Book A Stay At This Famous Horror Movie Home, If You Can Handle It

Calling all fans of "The Silence of the Lambs": You can now visit the home of fictional serial killer Buffalo Bill, just like FBI trainee Clarice Starling in the Oscar-winning movie. The house features prominently in the movie's climax as Clarice, played by Jodie Foster, heads into the lion's den alone while the rest of the FBI rolls up on the wrong house in a completely different city and state. They're in Calumet City, Illinois. She's in Belvedere, Ohio. You'll be 30 miles south of Pittsburgh, in the borough of Perryopolis, Pennsylvania, where the real Buffalo Bill's House still stands.

The filmmakers used the home on 8 Circle St. in Perryopolis to shoot the scenes for Bill's lair in Belvedere. It's private property now, and no, actor Ted Levine, who portrayed Bill, doesn't live there. However, if you'd like to experience a truly macabre, horror-movie-inspired vacation, you can take guided tours of the house (2024 dates pending) and even spend the night there for about $500.

As scary as Bill's house of horrors might seem on-screen, the actual location looks much nicer now than it did in "The Silence of the Lambs." You might recognize the house, a 113-year-old, Queen Anne-style Victorian home, from the exterior shot in which the camera pans across train tracks to reveal Buffalo Bill's sleepy suburban residence (as seen in the still above). Inside, it's the kind of place that's decorated with equal parts antique furniture and kitschy "The Silence of the Lambs" memorabilia.

Visit Buffalo Bill's House from The Silence of the Lambs

The view outside Buffalo Bill's House looks much the same as it did in "The Silence of the Lambs," complete with the green, rusted-out bus across the train tracks. On the porch, you can stand in the same doorway where Clarice Starling first encountered Bill face to face. Then, you can enter the grand foyer, as seen in an overhead shot in the film. The dining room is more presentable than it was in the scene in which Clarice draws her gun and Bill ducks into the kitchen to grab his revolver off the stove. You won't see any death's-head moths flying around, but you might see one framed on a wall.

Around the house, there are many tongue-in-cheek decorations inspired by the movie, like an Andy Warhol-esque picture of a can of fava beans, or an inspirational quote that reads, "It's important to be comfortable in your own skin because it's illegal to wear someone else's." Yes, there's a basement, fully equipped with a Singer sewing machine, mannequins, and a full-length mirror where you can try on Bill's kimono and prance around to the tune of the Q Lazzarus song "Goodbye Horses" (which plays as you descend the stairs).

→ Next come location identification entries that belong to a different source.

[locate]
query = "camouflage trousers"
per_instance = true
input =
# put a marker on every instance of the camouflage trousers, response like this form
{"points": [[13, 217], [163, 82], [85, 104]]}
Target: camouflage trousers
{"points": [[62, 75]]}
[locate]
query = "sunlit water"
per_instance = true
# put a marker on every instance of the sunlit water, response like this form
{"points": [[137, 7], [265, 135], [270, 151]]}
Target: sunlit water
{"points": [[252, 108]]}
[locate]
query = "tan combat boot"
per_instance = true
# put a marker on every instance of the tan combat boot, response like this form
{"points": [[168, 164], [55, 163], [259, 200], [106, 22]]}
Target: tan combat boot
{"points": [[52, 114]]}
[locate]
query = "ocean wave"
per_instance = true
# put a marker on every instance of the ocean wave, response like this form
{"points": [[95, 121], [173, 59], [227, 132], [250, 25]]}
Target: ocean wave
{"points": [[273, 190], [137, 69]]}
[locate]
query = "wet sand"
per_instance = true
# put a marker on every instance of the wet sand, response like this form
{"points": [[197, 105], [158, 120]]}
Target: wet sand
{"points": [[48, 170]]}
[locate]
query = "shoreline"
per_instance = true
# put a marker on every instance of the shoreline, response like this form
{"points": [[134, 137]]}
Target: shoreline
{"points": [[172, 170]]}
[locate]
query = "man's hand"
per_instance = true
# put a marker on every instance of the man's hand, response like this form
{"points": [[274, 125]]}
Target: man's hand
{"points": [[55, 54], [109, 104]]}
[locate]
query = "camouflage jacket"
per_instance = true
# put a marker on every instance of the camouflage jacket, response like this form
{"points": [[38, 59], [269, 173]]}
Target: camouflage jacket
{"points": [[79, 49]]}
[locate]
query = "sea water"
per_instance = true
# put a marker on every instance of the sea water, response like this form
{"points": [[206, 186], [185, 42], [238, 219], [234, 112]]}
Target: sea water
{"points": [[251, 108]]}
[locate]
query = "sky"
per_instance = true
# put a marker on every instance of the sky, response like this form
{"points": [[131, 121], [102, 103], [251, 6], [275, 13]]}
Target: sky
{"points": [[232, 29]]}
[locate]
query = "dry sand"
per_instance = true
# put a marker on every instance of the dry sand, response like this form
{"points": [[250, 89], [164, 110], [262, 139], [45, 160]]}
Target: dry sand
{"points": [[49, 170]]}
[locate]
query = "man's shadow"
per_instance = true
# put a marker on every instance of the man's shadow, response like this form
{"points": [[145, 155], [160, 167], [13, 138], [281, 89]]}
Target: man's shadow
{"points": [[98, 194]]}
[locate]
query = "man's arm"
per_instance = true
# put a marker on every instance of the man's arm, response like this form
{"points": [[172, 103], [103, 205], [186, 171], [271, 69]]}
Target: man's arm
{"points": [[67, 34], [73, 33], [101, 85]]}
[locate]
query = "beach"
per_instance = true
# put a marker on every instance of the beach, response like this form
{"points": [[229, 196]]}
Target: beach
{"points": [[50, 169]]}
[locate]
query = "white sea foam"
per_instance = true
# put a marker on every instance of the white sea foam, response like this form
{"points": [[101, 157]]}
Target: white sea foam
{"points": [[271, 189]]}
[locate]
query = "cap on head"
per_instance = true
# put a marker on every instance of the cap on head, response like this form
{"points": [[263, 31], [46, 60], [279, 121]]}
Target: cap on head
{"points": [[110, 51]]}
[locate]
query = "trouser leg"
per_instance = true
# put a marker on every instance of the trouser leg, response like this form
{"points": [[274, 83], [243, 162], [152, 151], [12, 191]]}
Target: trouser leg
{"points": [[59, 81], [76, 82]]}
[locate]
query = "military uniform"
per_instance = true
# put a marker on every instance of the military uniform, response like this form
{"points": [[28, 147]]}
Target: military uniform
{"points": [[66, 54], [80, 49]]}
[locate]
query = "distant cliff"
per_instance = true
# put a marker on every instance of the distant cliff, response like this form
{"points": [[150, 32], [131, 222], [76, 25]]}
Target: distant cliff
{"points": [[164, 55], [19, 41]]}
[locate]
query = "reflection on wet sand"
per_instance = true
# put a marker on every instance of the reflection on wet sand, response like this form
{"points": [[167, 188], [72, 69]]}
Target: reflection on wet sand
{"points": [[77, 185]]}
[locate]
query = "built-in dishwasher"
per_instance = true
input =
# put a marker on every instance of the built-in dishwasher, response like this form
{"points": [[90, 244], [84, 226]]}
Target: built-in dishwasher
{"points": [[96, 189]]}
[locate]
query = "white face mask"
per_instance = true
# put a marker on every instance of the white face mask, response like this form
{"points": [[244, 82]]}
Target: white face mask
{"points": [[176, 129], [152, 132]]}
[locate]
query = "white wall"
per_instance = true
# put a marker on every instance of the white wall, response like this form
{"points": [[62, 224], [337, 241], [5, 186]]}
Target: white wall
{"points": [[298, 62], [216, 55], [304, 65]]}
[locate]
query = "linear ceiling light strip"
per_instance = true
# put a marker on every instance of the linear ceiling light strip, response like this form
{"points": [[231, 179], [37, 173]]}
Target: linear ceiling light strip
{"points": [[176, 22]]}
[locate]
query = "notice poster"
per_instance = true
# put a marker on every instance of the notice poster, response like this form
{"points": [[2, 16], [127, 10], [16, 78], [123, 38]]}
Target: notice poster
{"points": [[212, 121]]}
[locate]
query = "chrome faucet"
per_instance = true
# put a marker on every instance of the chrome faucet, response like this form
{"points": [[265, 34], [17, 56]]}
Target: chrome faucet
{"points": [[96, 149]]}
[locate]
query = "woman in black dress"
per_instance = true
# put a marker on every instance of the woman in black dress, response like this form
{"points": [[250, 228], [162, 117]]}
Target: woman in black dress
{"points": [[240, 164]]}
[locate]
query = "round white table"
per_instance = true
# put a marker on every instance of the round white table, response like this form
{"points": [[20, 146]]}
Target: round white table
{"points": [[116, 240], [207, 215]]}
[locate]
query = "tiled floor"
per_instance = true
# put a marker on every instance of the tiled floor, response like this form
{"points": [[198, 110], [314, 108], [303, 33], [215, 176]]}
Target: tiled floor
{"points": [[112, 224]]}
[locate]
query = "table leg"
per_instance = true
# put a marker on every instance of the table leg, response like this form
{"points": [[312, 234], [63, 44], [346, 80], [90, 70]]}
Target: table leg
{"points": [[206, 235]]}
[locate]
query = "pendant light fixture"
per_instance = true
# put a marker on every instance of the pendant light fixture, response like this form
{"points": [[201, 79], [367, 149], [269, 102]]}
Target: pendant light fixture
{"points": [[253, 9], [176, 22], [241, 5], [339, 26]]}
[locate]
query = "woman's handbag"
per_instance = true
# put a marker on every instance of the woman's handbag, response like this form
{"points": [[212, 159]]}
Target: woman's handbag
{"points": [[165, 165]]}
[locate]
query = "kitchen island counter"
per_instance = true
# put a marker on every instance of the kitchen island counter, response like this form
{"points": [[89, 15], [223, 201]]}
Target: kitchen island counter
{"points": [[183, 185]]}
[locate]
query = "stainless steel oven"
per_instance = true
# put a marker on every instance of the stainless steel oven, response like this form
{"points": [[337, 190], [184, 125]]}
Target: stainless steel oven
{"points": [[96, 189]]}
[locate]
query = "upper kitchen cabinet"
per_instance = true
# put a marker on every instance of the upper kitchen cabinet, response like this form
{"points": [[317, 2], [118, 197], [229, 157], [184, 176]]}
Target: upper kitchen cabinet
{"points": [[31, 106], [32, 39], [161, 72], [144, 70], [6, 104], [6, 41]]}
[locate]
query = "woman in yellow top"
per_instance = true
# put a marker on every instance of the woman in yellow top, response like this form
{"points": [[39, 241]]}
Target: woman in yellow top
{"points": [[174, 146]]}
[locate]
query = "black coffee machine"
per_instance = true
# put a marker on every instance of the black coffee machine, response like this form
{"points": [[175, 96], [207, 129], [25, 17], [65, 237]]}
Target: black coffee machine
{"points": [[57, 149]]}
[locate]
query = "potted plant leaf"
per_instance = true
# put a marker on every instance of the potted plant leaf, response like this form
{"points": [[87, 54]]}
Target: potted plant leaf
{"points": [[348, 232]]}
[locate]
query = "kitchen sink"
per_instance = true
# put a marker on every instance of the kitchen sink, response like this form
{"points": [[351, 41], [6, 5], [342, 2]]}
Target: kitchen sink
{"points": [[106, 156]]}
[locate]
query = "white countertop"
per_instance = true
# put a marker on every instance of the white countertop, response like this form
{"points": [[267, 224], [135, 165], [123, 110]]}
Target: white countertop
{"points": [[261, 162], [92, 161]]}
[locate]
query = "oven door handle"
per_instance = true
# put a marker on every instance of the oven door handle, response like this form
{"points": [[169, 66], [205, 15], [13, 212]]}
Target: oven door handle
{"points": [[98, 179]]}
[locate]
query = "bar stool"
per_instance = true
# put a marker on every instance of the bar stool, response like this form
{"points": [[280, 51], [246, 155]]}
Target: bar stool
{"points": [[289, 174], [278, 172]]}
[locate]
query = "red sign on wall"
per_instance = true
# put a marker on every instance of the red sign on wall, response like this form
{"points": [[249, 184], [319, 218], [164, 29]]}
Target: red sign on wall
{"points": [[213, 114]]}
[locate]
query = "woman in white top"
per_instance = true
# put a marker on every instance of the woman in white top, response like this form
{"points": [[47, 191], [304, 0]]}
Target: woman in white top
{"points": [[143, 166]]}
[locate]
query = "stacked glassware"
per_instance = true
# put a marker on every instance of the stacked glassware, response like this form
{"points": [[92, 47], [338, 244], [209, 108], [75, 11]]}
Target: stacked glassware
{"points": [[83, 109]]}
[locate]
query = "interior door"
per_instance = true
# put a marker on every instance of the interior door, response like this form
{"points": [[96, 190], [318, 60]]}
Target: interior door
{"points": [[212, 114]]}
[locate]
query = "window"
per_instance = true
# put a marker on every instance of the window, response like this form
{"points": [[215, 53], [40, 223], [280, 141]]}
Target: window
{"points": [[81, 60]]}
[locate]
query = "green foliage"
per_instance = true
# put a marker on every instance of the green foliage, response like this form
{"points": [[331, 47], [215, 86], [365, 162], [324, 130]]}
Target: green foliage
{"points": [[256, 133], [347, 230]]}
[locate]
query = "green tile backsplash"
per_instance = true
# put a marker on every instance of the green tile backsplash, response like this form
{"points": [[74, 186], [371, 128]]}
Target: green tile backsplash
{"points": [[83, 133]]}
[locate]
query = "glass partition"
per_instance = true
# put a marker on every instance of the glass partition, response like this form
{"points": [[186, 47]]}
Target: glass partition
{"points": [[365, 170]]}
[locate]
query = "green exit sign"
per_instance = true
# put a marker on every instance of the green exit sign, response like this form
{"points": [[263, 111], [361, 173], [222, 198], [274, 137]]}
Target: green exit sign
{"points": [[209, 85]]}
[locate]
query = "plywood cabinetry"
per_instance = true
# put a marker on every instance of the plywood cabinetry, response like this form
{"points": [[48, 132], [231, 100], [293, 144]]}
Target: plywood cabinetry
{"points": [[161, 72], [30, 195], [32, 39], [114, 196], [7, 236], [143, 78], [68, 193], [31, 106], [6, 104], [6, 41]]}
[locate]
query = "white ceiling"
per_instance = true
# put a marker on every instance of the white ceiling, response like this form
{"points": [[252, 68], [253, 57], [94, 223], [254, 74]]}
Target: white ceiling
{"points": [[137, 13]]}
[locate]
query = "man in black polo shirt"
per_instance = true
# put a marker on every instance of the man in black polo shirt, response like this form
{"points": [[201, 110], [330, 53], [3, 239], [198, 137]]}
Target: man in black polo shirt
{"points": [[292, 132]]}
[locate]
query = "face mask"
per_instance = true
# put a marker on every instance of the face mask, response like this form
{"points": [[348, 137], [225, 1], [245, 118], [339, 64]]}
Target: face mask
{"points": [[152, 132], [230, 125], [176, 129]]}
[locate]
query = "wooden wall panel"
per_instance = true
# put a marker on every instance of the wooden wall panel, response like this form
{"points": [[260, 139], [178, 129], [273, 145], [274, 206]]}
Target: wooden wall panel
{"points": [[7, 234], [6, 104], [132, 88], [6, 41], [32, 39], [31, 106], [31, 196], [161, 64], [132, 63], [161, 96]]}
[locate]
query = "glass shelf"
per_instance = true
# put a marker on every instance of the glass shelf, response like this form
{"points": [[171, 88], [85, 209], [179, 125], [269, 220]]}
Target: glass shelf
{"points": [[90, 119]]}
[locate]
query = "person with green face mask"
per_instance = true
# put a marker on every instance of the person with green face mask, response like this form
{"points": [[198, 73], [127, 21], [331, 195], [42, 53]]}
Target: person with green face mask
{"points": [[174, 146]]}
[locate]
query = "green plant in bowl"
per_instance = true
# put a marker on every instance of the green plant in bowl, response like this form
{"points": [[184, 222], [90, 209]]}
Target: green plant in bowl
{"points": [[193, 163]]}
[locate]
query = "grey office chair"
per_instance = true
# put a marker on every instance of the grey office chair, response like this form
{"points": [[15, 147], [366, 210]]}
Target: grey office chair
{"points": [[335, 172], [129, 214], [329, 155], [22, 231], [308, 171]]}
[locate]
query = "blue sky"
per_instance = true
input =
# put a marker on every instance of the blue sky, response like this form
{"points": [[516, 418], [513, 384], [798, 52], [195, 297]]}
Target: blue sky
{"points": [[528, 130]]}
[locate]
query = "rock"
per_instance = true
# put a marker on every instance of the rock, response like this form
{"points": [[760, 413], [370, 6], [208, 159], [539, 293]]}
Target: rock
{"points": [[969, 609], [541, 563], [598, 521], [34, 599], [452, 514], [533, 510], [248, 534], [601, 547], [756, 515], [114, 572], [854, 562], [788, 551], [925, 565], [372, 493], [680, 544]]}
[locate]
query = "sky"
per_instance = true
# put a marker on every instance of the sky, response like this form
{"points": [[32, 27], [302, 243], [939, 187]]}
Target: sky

Best of all, the house's owner, Chris Rowan, brought in "The Silence of the Lambs" makeup artist Jerry Gergely, along with horror legend Tom Savini's special make-up effects program, to build an interactive version of the movie's basement well.

The Workshop of Horrors, recreation room, and beyond

In Buffalo Bill's "Workshop of Horror," you can pose for pics at the bottom of the basement's 4-foot well. Lower the white stuffed poodle, Precious, by bucket into the well with you, and you might feel just like Catherine Martin (Brooke Smith), the kidnapped senator's daughter in "The Silence of the Lambs." If you've booked an overnight stay, you can choose from the Precious Room or three other bedrooms named after the movie's characters.

On its third floor, Buffalo Bill's House has a recreation room with a pool table, arcade games, and a home theater. You can pretend it's the '90s all over again and play "Super Street Fighter II" or watch "The Silence of the Lambs" in the same house where it was filmed. Outside, the surrounding 1.7-acre property has other interesting features, like a koi pond and vintage train caboose. Located just along the Youghiogheny River, it's also prime real estate if you want to hit up Hazelbakers Canoe & Kayak Rentals or hike or bike the nearby Great Allegheny Passage.

You can also use Buffalo Bill's House as a gateway to other Pittsburgh horror movie locations, like the Monroeville Mall from "Dawn of the Dead." If you want to take things to the next level, you could even make a road trip out of it and visit the East Coast campground where "Friday the 13th" was filmed before spending the night in other spooky movie hotels and cabins.